Parkinson’s disease (PD) is characterized by three main features tremor, akinesia, and rigidity. The clinical manifestation differs between akinetic-rigid, tremor-dominant, and akinetic-rigid-tremor type. The course of the disease varies clearly between individual patients. Slow progression is seen in elderly patients, usually with tremor-dominant clinical manifestation, rapid progression is more often reported in young patients and in akinetic-rigid clinical manifestation. Because the introduction of L-dopa in medical treatment of PD, mortality and severe morbidity have decreased. Besides medication, physiotherapy is an established treatment of movement disorders. There is a general consensus that physiotherapy is likely to improve the motor condition and physical state of patients with PD, especially in advanced stages of the illness. The aim of physiotherapy in advanced stages of PD is to prevent joint contractures in bed-ridden patients.

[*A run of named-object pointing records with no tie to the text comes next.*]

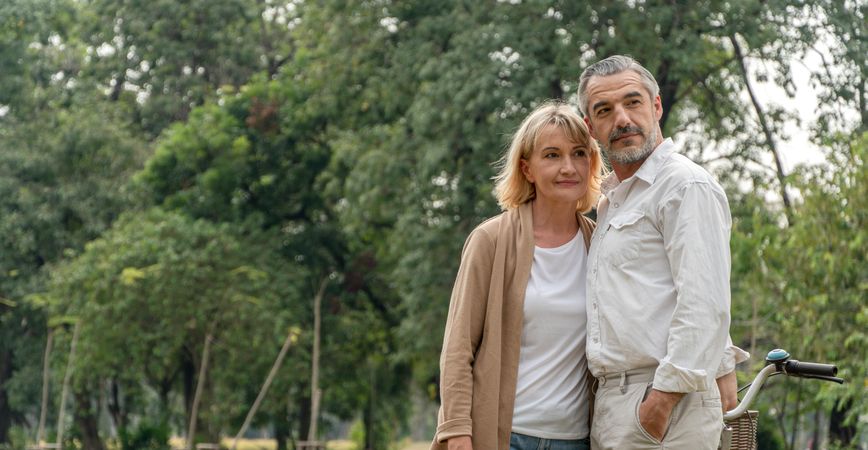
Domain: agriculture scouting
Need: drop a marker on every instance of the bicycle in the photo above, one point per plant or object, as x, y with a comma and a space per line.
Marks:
740, 424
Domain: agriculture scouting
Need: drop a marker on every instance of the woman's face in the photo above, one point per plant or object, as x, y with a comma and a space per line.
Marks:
558, 168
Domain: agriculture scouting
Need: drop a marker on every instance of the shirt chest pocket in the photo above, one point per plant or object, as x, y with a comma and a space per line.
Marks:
625, 236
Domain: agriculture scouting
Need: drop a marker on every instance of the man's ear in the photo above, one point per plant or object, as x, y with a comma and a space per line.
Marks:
590, 127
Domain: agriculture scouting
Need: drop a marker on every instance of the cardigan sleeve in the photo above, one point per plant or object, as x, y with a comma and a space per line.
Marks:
464, 326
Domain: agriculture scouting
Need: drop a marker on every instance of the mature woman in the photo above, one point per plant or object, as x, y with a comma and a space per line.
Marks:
513, 368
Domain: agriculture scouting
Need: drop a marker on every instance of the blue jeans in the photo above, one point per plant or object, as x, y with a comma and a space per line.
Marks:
524, 442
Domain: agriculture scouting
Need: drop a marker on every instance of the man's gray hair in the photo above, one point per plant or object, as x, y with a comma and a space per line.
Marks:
610, 66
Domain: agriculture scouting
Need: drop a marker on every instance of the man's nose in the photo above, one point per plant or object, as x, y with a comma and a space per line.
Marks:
622, 119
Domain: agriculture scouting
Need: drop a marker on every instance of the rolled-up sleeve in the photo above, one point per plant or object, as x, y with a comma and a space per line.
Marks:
696, 229
464, 326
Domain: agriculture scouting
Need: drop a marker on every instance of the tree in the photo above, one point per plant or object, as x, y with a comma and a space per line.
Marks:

However, there are only a few studies reported on the effects of sports activity in slightly to moderately disabled parkinsonian patients. In 1992, Kuroda et al. (12) reported an investigation of 438 parkinsonian patients over a follow-up period averaging 4.1 yr. The aim of the study was to investigate the influence of physical activity on the mortality in parkinsonian patients. Patients who were exercising exhibited the lowest mortality. The results of this study suggest that physical exercise in daily life seems to lower mortality in PD. Hence, physical activity is one factor influencing survival rate in PD, but a bias by patient’s selection cannot be completely excluded. A study conducted by Sasco et al. (19) showed a slight protective effect of physical exercise on the risk of developing PD. On the other hand, a striking reduction in physical activity is found during the course of PD (6).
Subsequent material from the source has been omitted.